Common sense dictates that the earlier young people are exposed to the tools and resources needed to start setting personal goals and planning for careers, the better equipped they’ll be to reach those goals. But, sadly that’s not often the case.

IYF’s experience over 25 years—in countries as diverse as Jordan and Saint Lucia—points to the importance of equipping underserved youth with quality career guidance services. A case in point is IYF’s work through the USAID-funded Youth Entrepreneurship Development (YED) program, which set out to transform the delivery of career guidance at the secondary school and university levels in Palestine. At the secondary level, efforts focused on providing in-class lessons, Tamheed psychometric assessments, in-school presentations by employers and entrepreneurs, and job shadowing. Within universities, YED supported the training of career guidance counselors to deliver comprehensive employability services, including student self-assessments and the delivery of life skills, internships, and entrepreneurship training.

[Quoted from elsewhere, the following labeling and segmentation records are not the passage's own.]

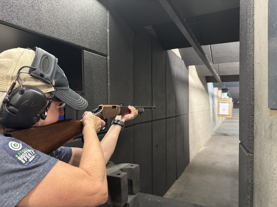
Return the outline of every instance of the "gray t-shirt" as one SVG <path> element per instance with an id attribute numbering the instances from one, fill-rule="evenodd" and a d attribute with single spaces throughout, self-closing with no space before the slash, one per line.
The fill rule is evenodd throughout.
<path id="1" fill-rule="evenodd" d="M 0 134 L 0 206 L 15 206 L 58 159 L 68 163 L 72 154 L 70 147 L 62 147 L 47 155 Z"/>

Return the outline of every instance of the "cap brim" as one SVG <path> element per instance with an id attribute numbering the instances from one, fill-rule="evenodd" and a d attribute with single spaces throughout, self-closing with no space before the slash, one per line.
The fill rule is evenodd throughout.
<path id="1" fill-rule="evenodd" d="M 76 110 L 83 110 L 87 106 L 87 100 L 70 89 L 66 90 L 57 90 L 55 93 L 55 91 L 51 93 L 52 94 L 55 93 L 55 97 Z"/>

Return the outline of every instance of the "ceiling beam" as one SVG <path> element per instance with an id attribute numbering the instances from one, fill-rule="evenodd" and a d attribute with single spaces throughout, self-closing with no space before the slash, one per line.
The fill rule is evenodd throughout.
<path id="1" fill-rule="evenodd" d="M 158 0 L 158 1 L 193 48 L 217 82 L 222 86 L 223 88 L 226 89 L 226 87 L 220 79 L 219 76 L 213 67 L 212 64 L 209 60 L 184 19 L 182 17 L 173 0 Z M 228 95 L 229 97 L 232 97 L 229 93 L 228 93 Z"/>

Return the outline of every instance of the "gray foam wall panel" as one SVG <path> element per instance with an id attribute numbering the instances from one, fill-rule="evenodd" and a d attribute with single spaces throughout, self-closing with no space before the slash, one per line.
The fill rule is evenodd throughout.
<path id="1" fill-rule="evenodd" d="M 252 153 L 254 145 L 254 0 L 240 1 L 239 26 L 239 93 L 245 94 L 239 101 L 239 140 Z"/>
<path id="2" fill-rule="evenodd" d="M 176 180 L 176 118 L 166 119 L 166 190 Z"/>
<path id="3" fill-rule="evenodd" d="M 0 2 L 0 20 L 104 54 L 106 16 L 96 0 Z"/>
<path id="4" fill-rule="evenodd" d="M 88 105 L 85 110 L 78 111 L 78 118 L 82 119 L 85 111 L 91 111 L 100 104 L 107 103 L 107 64 L 106 57 L 84 51 L 85 95 Z"/>
<path id="5" fill-rule="evenodd" d="M 152 38 L 152 99 L 157 108 L 152 112 L 153 120 L 165 118 L 165 51 L 158 40 Z"/>
<path id="6" fill-rule="evenodd" d="M 166 53 L 166 116 L 176 116 L 176 91 L 175 76 L 176 63 L 174 57 L 176 55 L 171 50 Z"/>
<path id="7" fill-rule="evenodd" d="M 150 194 L 152 193 L 152 126 L 151 122 L 134 125 L 134 162 L 139 165 L 140 191 Z"/>
<path id="8" fill-rule="evenodd" d="M 148 32 L 134 35 L 133 85 L 134 104 L 135 106 L 150 106 L 155 103 L 152 103 L 151 36 Z M 137 116 L 134 122 L 134 123 L 140 123 L 151 119 L 152 112 L 147 112 L 141 116 Z"/>
<path id="9" fill-rule="evenodd" d="M 152 122 L 152 194 L 162 196 L 166 191 L 166 120 Z"/>
<path id="10" fill-rule="evenodd" d="M 239 143 L 239 206 L 252 207 L 254 154 Z"/>

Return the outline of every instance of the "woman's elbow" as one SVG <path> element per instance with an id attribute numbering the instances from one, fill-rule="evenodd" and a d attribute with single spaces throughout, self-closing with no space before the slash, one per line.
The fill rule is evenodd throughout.
<path id="1" fill-rule="evenodd" d="M 108 187 L 106 185 L 103 185 L 101 186 L 98 191 L 99 192 L 99 202 L 100 205 L 103 204 L 107 202 L 108 198 Z"/>

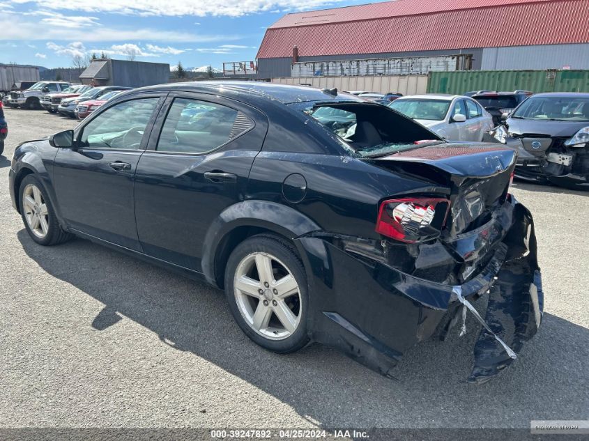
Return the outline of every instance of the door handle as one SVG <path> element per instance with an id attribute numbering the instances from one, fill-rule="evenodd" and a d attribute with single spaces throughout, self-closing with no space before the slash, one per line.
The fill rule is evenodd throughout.
<path id="1" fill-rule="evenodd" d="M 128 162 L 121 162 L 121 161 L 116 161 L 115 162 L 111 162 L 109 164 L 109 166 L 111 169 L 116 170 L 118 171 L 121 171 L 121 170 L 130 170 L 131 169 L 131 164 Z"/>
<path id="2" fill-rule="evenodd" d="M 204 177 L 213 183 L 234 183 L 237 181 L 237 175 L 224 171 L 205 171 Z"/>

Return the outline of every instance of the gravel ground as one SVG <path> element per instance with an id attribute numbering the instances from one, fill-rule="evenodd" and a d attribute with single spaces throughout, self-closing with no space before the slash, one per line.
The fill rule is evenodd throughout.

Critical to YED’s efforts was working in partnership with the Ministry of Labor and Education and the Ministry of Higher Education, and engaging local civil society organizations and the business community as part of the solution. Over four years, more than 9,900 students have taken advantage of improved services. YED also trained over 160 educational staff, which will benefit thousands more youth over the long term.

Says Abeer Abu Gheith, Career Guidance Counselor at Palestine Polytechnic University, “We’ve seen grades improve and fields of study change for students. Graduates get jobs or start internships.”

As IYF’s experience in Palestine illustrates, a strong career guidance program can help youth better understand themselves, choose jobs that relate to their skills and interests, and obtain additional training in relevant areas. The end result? Informed, inspired, and qualified youth who confidently pursue a career of their choosing.

As youth unemployment and underemployment continue to grow, so does the need to invest in youth career guidance services that prioritize youth ownership of the process and offer young people the right tools, training, and information. Toward this end, IYF has created an adaptable set of tools, lesson plans, and resources called My Career, My Future, which gives communities the know-how to lead their at-risk youth into the job market.

IYF recognizes the career guidance field is nascent to non-existent in many countries. In response, it continues to develop and adapt tools and training resources designed to build local capacity so that youth receive the support they need in making life-shaping decisions.